Tags » Biometrics, Contactless Payments, Facebook, Glenbrook, Mobile Payments

Glenbrook's Carol Coye Benson writes: At Glenbrook, we often conclude one of our Payments Boot Camps with an informal poll of participants on their favored cash replacement form factor (mobile phone, fingerprint, etc.) At a private payments workshop in San Francisco last week, we were surprised by the strength of that group's response in favor of fingerprint. We decided to test it out (still pretty informally!) with a quick Facebook poll.

We asked:

"How would you prefer to pay for cash purchases (for example, for lunch or coffee) in the future?"

Answer Options:

  • "Using a card that I tap or wave at checkout"
  • "Using a card fob on my keychain"
  • "Using my cell phone (linked to card payment)"
  • "Using my fingerprint (linked to card payment)"
  • "I'd rather stick with cash"

The responses came from two age groups, 18-24 and 35-49. Each group had 100 responders.

survey-oct2007.jpg

We were again interested in the strength of preference for fingerprint - in both age groups, but particularly for the younger group.

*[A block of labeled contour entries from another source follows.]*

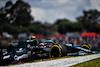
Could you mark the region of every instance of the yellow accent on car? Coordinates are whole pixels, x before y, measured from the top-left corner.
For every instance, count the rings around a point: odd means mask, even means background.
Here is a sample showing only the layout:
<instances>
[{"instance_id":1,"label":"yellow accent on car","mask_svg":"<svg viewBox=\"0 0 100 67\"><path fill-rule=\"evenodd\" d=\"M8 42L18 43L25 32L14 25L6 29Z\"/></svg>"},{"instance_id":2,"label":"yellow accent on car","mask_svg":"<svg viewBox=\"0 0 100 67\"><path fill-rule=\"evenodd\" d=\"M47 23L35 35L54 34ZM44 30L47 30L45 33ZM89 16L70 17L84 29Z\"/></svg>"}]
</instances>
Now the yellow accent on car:
<instances>
[{"instance_id":1,"label":"yellow accent on car","mask_svg":"<svg viewBox=\"0 0 100 67\"><path fill-rule=\"evenodd\" d=\"M58 45L53 45L49 51L49 57L51 58L51 50L52 48L57 47L59 49L59 57L61 57L61 48Z\"/></svg>"},{"instance_id":2,"label":"yellow accent on car","mask_svg":"<svg viewBox=\"0 0 100 67\"><path fill-rule=\"evenodd\" d=\"M83 44L81 45L81 47L87 47L89 50L91 50L91 48L87 44Z\"/></svg>"}]
</instances>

The biggest surprise? The apparent lack of interest in mobile payments!

But of course (and we all know this...) cash still rules!


Add your comment... (note that all comments are reviewed before they're published)

I wonder how mag-stripe debit and mag-stripe credit would fare. In theory, mag-stripe credit should be the most popular (free loan, known behavior).

I think fingerprint would go way down if you actually had participants do it based on creepiness factor.

Not sure what you had in mind with mobile. If it's "swiping" it, then I can see it being somewhat popular. If it has anything to do with typing on a mobile phone, I'd would think it'd be close to zero.

I don't know why Glenbrook finds that the results for a preference for biometrics, or fingerscans so surprising.

According to a Feb '07 research report from Unisys: entitled: " U.S. and U.K. Consumers Push for Biometric Technology in Wake of Rising Security Threats", I'll provide a quote: "an even greater percent of U.S. consumers (69 percent) and U.K. consumers (92 percent) would prefer that banks, credit card companies, healthcare providers and government organizations adopt biometric technologies, as compared to other protection measures such as smart card readers, security tokens or passwords/PINs, to safely and quickly verify personal identities." Here's the link: http://www.unisys.com/about__unisys/news_a_events/02058750.htm

I would suggest that if you called it a "fingerscan" instead of a "fingerprint" and put it as the 1st, 2nd or 3rd choice instead of the 4th and final, it would get an even higher response rate.